1. KEDUDUKAN ASESMEN DALAM BIMBINGAN DAN KONSELING
Asesmen memiliki kedudukan yang strategis dalam kerangka kerja bimbingan dan konseling. Karena memiliki posisi sebagai dasar dalam perancangan program bimbingan dan konseling yang sesuai kebutuhan, dimana kesesuaian program dan gambaran komprehensif mahasiswa dapat mendorong pencapaian tujuan pelayanan bimbingan dan konseling yang diberikan. Melalui asesmen yang dilakukan kepada mahasiswa akan diperoleh gambaran permasalahan yang dihadapi mahasiswa yang mencerminkan adanya kebutuhan yang diperlukan, sehingga dapat dijadikan acuan untuk menyusun suatu program layanan bimbingan dan konseling yang berorientasi pada kebutuhan mahasiswa. Demikian pula dengan asesmen yang dilakukan terhadap lingkungan pendidikan mahasiswa diharapkan dapat memperoleh informasi tentang kebutuhan lingkungan mahasiswa terhadap layanan bimbingan dan konseling. Data-data yang dapat dikumpulkan antara lain tentang: harapan lembaga pendidikan dan masyarakat (tenaga pengajar dan orang tua mahasiswa), sarana dan prasarana pendukung program bimbingan dan konseling, kompetensi yang diharapkan dimiliki mahasiswa melalui layanan bimbingan dan konseling, kualifikasi tenaga bimbingan yang tersedia, dan kebijakan lembaga pendidikan.

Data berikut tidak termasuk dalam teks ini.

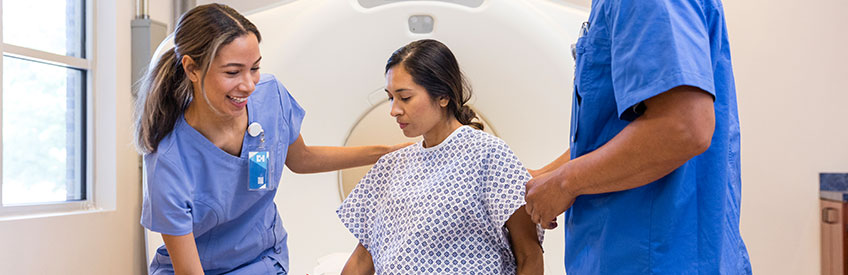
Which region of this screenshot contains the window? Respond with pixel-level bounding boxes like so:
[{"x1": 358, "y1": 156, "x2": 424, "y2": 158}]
[{"x1": 0, "y1": 0, "x2": 91, "y2": 209}]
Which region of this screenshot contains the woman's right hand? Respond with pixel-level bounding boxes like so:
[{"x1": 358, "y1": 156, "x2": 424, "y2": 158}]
[{"x1": 342, "y1": 243, "x2": 374, "y2": 275}]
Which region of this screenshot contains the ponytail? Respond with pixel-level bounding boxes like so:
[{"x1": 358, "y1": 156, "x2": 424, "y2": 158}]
[
  {"x1": 455, "y1": 105, "x2": 483, "y2": 130},
  {"x1": 134, "y1": 48, "x2": 192, "y2": 154},
  {"x1": 133, "y1": 4, "x2": 262, "y2": 154},
  {"x1": 386, "y1": 39, "x2": 483, "y2": 133}
]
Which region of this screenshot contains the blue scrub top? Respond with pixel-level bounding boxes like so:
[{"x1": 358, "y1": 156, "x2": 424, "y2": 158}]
[
  {"x1": 141, "y1": 75, "x2": 305, "y2": 274},
  {"x1": 565, "y1": 0, "x2": 751, "y2": 274}
]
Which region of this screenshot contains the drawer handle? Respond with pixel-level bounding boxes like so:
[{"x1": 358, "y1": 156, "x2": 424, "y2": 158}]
[{"x1": 822, "y1": 207, "x2": 839, "y2": 224}]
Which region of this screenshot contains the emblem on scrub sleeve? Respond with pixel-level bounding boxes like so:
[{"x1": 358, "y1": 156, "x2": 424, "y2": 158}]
[{"x1": 247, "y1": 122, "x2": 271, "y2": 191}]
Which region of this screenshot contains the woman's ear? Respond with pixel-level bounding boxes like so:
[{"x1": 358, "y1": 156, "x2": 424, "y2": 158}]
[
  {"x1": 439, "y1": 96, "x2": 450, "y2": 108},
  {"x1": 182, "y1": 55, "x2": 200, "y2": 83}
]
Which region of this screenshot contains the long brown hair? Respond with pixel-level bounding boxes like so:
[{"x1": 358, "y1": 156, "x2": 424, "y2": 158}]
[
  {"x1": 385, "y1": 39, "x2": 483, "y2": 130},
  {"x1": 134, "y1": 4, "x2": 262, "y2": 154}
]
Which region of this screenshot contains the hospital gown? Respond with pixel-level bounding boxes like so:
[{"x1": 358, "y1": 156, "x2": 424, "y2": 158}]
[{"x1": 337, "y1": 126, "x2": 543, "y2": 274}]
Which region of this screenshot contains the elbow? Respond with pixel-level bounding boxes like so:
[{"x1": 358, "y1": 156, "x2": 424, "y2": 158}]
[
  {"x1": 672, "y1": 117, "x2": 715, "y2": 161},
  {"x1": 286, "y1": 162, "x2": 307, "y2": 174}
]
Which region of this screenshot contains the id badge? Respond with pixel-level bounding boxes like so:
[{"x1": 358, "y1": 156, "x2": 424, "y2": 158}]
[{"x1": 247, "y1": 150, "x2": 271, "y2": 191}]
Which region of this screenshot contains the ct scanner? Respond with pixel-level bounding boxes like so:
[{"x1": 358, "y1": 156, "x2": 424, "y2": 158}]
[{"x1": 142, "y1": 0, "x2": 588, "y2": 275}]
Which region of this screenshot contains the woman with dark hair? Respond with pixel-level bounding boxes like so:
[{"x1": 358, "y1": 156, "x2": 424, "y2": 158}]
[
  {"x1": 337, "y1": 39, "x2": 544, "y2": 274},
  {"x1": 135, "y1": 4, "x2": 401, "y2": 274}
]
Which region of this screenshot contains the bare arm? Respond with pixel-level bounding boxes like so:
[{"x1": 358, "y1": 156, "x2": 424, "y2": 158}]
[
  {"x1": 506, "y1": 206, "x2": 545, "y2": 275},
  {"x1": 342, "y1": 243, "x2": 374, "y2": 275},
  {"x1": 162, "y1": 233, "x2": 203, "y2": 275},
  {"x1": 286, "y1": 136, "x2": 410, "y2": 173},
  {"x1": 527, "y1": 149, "x2": 571, "y2": 177},
  {"x1": 526, "y1": 86, "x2": 715, "y2": 227}
]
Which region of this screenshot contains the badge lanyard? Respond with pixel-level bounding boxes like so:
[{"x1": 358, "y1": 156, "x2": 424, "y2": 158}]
[{"x1": 247, "y1": 122, "x2": 271, "y2": 191}]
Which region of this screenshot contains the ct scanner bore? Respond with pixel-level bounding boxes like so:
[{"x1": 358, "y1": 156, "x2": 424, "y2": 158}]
[
  {"x1": 339, "y1": 99, "x2": 497, "y2": 200},
  {"x1": 149, "y1": 0, "x2": 588, "y2": 274}
]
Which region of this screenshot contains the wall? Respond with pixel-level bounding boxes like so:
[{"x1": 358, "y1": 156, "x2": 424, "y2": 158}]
[
  {"x1": 724, "y1": 0, "x2": 848, "y2": 274},
  {"x1": 0, "y1": 0, "x2": 848, "y2": 274},
  {"x1": 0, "y1": 0, "x2": 146, "y2": 274}
]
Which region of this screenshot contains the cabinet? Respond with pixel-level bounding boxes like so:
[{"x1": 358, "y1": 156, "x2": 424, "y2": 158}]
[{"x1": 820, "y1": 199, "x2": 848, "y2": 275}]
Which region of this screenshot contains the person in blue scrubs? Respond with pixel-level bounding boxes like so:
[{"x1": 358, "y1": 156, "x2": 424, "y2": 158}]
[
  {"x1": 526, "y1": 0, "x2": 751, "y2": 274},
  {"x1": 135, "y1": 4, "x2": 406, "y2": 274}
]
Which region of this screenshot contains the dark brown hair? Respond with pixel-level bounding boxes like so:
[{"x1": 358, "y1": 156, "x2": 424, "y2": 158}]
[
  {"x1": 134, "y1": 4, "x2": 262, "y2": 154},
  {"x1": 385, "y1": 39, "x2": 483, "y2": 130}
]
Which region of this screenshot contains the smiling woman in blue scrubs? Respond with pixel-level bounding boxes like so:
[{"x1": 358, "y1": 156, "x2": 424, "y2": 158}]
[
  {"x1": 135, "y1": 4, "x2": 404, "y2": 274},
  {"x1": 526, "y1": 0, "x2": 751, "y2": 274}
]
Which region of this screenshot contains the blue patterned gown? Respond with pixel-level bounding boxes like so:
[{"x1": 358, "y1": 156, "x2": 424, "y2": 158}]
[{"x1": 337, "y1": 126, "x2": 543, "y2": 274}]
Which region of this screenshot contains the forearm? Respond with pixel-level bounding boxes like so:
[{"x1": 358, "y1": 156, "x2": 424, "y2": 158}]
[
  {"x1": 506, "y1": 206, "x2": 545, "y2": 275},
  {"x1": 162, "y1": 233, "x2": 203, "y2": 275},
  {"x1": 555, "y1": 88, "x2": 715, "y2": 195},
  {"x1": 286, "y1": 137, "x2": 402, "y2": 173},
  {"x1": 342, "y1": 244, "x2": 374, "y2": 275}
]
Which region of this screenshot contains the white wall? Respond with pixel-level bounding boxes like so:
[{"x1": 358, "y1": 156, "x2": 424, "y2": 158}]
[
  {"x1": 724, "y1": 0, "x2": 848, "y2": 274},
  {"x1": 0, "y1": 0, "x2": 146, "y2": 274}
]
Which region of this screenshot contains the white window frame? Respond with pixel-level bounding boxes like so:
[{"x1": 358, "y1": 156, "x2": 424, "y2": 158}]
[{"x1": 0, "y1": 0, "x2": 100, "y2": 221}]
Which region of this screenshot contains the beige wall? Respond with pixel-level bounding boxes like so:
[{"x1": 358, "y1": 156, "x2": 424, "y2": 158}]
[
  {"x1": 0, "y1": 0, "x2": 146, "y2": 274},
  {"x1": 724, "y1": 0, "x2": 848, "y2": 274}
]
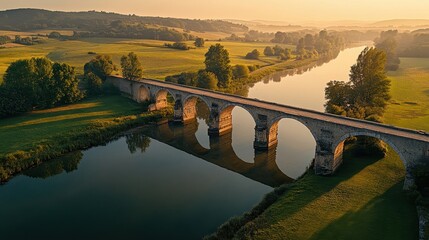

2. BENTUK - BENTUK ASESMEN DALAM BIMBINGAN DAN KONSELING
Asesmen dalam bimbingan dan konseling dibedakan menjadi asesmen teknik nontes dan asesmen teknik tes. Asesmen teknik nontes lebih sering digunakan oleh petugas bimbingan dan konseling karena prosedur perancangan, pengadministrasi-an, pengolahan, analisis dan penafsirannya relatif lebih sederhana bila dibandingkan dengan asesmen teknik tes. Bentuk-bentuk asesmen nontes adalah : Daftar Cek Masalah ( DCM ), Alat Ungkap Masalah ( AUM ), Alat Ungkap Masalah Belajar (AUM PTSDL), Sosiometri, Wawancara, Observasi, dan Inventori Tugas Perkembangan ( ITP ).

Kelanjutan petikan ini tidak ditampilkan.